Pero esta canción, produce recuerdos emocionantes, unos relativos a amor y otros a la paz y tranquilidad que produce el fumar en muchos hombres y mujeres, como dice la letra: ”Tras la batalla en que el amor estalla-Un cigarrillo es siempre un descansillo,- Y aún me parece que el cuerpo languidece-su fuerza y su vigor”.
Si, el humo del tabaco produce pérdidas de fuerza y de vigor, las galaxias en los cielos producen descomunales nubarrones que arrastran el polvo a los agujeros negros.
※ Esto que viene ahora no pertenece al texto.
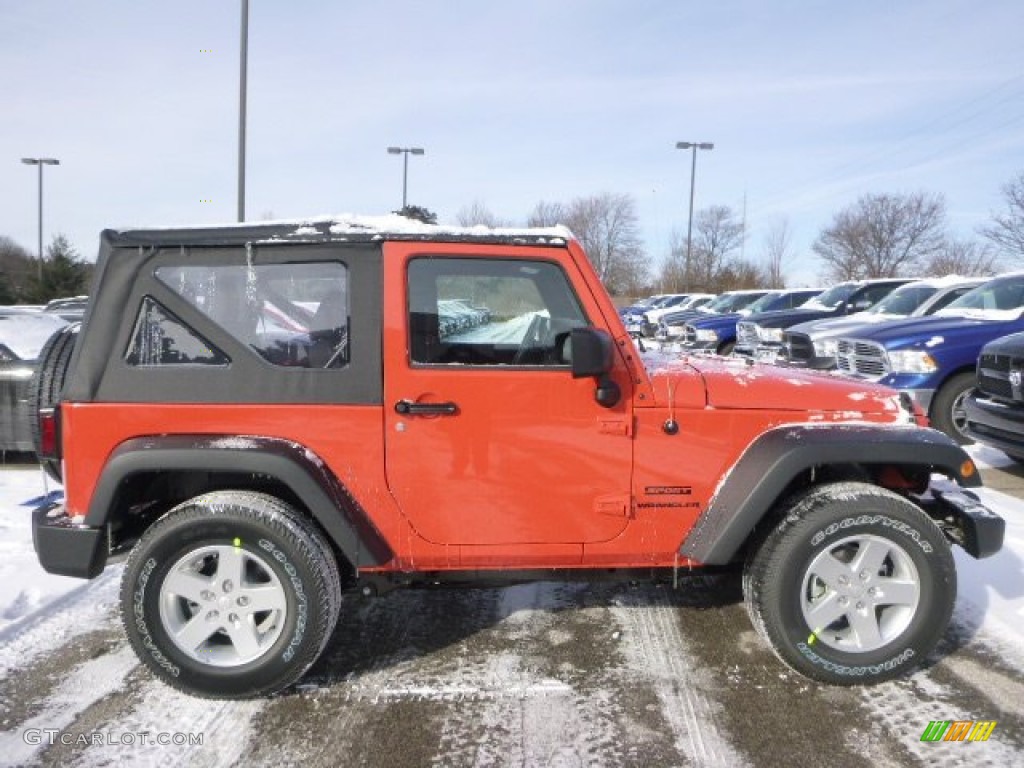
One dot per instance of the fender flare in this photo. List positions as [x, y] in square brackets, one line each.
[300, 469]
[772, 461]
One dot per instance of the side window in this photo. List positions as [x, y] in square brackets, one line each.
[291, 314]
[871, 295]
[949, 298]
[491, 312]
[162, 339]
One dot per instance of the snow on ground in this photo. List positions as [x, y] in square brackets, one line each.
[25, 587]
[991, 591]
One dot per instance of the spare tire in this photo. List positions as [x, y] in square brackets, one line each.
[47, 383]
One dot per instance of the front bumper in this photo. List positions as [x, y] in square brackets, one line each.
[996, 424]
[67, 548]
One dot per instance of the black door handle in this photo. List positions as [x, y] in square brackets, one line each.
[408, 408]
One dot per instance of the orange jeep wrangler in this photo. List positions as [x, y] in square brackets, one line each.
[262, 417]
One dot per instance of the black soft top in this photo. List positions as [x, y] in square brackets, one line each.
[345, 228]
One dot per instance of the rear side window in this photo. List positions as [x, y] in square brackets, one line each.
[491, 312]
[293, 314]
[162, 339]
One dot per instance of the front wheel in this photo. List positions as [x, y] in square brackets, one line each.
[948, 413]
[230, 595]
[855, 585]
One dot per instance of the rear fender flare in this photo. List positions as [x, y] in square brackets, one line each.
[330, 503]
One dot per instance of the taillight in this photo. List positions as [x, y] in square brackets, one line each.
[48, 448]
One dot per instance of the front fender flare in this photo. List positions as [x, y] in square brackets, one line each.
[308, 477]
[771, 462]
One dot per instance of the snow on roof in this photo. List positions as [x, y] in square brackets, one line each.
[383, 225]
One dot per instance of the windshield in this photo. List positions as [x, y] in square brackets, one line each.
[833, 297]
[903, 300]
[998, 297]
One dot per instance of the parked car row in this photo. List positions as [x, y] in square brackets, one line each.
[458, 315]
[927, 338]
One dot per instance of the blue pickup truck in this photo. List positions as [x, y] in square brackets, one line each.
[934, 358]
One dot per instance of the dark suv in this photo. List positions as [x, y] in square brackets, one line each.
[994, 411]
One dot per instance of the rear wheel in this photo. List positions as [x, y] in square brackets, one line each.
[948, 414]
[855, 585]
[230, 595]
[47, 382]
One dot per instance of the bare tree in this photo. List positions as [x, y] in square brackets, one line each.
[717, 235]
[548, 214]
[607, 228]
[477, 214]
[777, 249]
[967, 257]
[1007, 229]
[673, 276]
[738, 274]
[883, 236]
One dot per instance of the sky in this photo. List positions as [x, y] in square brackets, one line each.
[809, 104]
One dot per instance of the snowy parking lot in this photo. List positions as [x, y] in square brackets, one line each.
[534, 675]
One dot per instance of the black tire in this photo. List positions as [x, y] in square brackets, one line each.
[947, 413]
[906, 593]
[227, 644]
[47, 383]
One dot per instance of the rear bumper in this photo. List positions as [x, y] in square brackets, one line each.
[969, 522]
[995, 424]
[66, 548]
[15, 419]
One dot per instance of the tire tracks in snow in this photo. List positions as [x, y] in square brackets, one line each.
[42, 632]
[655, 648]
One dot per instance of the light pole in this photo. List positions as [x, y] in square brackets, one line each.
[407, 151]
[242, 109]
[693, 172]
[40, 162]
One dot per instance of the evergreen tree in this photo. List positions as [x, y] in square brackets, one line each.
[64, 273]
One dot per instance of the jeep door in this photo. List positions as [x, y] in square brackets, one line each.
[489, 440]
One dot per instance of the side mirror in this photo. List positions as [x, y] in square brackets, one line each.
[591, 350]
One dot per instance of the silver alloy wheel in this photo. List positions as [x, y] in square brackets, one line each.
[222, 605]
[860, 594]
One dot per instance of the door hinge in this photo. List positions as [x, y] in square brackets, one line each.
[617, 506]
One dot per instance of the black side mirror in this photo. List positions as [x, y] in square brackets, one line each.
[591, 350]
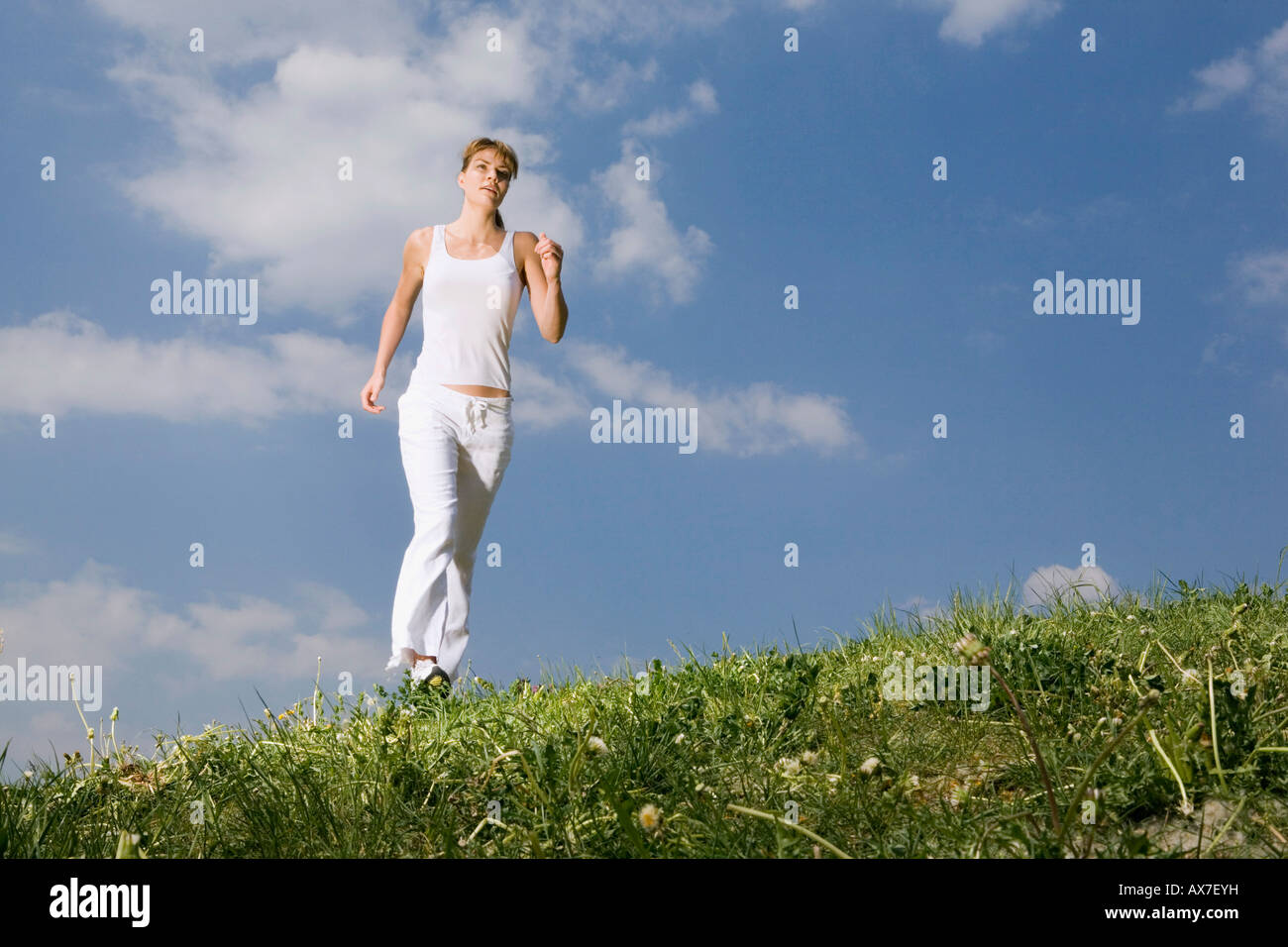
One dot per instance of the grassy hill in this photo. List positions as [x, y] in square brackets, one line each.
[1160, 729]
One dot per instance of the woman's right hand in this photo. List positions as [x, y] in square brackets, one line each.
[370, 392]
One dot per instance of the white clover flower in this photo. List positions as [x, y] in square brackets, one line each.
[651, 818]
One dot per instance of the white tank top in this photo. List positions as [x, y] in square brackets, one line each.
[468, 311]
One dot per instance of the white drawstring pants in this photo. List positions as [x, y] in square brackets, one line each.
[455, 450]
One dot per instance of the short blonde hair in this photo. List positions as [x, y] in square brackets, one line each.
[505, 157]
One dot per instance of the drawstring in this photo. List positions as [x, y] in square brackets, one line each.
[482, 407]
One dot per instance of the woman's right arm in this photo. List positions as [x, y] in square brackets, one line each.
[397, 317]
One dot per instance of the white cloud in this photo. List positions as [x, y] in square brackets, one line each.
[394, 86]
[747, 420]
[60, 363]
[13, 544]
[97, 618]
[665, 121]
[1260, 73]
[63, 364]
[970, 22]
[647, 247]
[1263, 277]
[1050, 582]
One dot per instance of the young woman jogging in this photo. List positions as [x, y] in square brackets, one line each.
[454, 419]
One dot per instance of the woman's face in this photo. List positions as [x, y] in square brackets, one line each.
[483, 179]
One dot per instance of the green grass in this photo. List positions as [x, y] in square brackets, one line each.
[743, 755]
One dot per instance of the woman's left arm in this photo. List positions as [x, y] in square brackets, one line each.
[542, 266]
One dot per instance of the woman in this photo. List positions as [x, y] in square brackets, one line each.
[454, 419]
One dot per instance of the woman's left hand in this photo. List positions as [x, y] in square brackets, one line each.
[550, 254]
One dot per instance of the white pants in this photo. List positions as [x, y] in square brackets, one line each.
[455, 450]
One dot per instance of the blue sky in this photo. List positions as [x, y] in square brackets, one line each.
[768, 169]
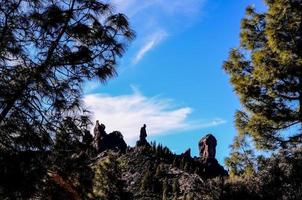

Ya dijo el Señor : ”Polvo eres y en polvo te has de convertir”. Si , todo tiene fin en esta vida y el tabaco “es siempre un descansillo”, porque el trabajo, su pérdida, la vida y el amor producen en el hombre situaciones de nervios y de tristezas, que consuelan con el tabaco. Por eso cantaba la “gachí” : Dame el humo de tu boca, dame que así me vuelvo loca, corre que quiero enloquecer de placer, sintiendo de ese calor, un mundo embriagador,que acaba por prender la llama ardiente del amor.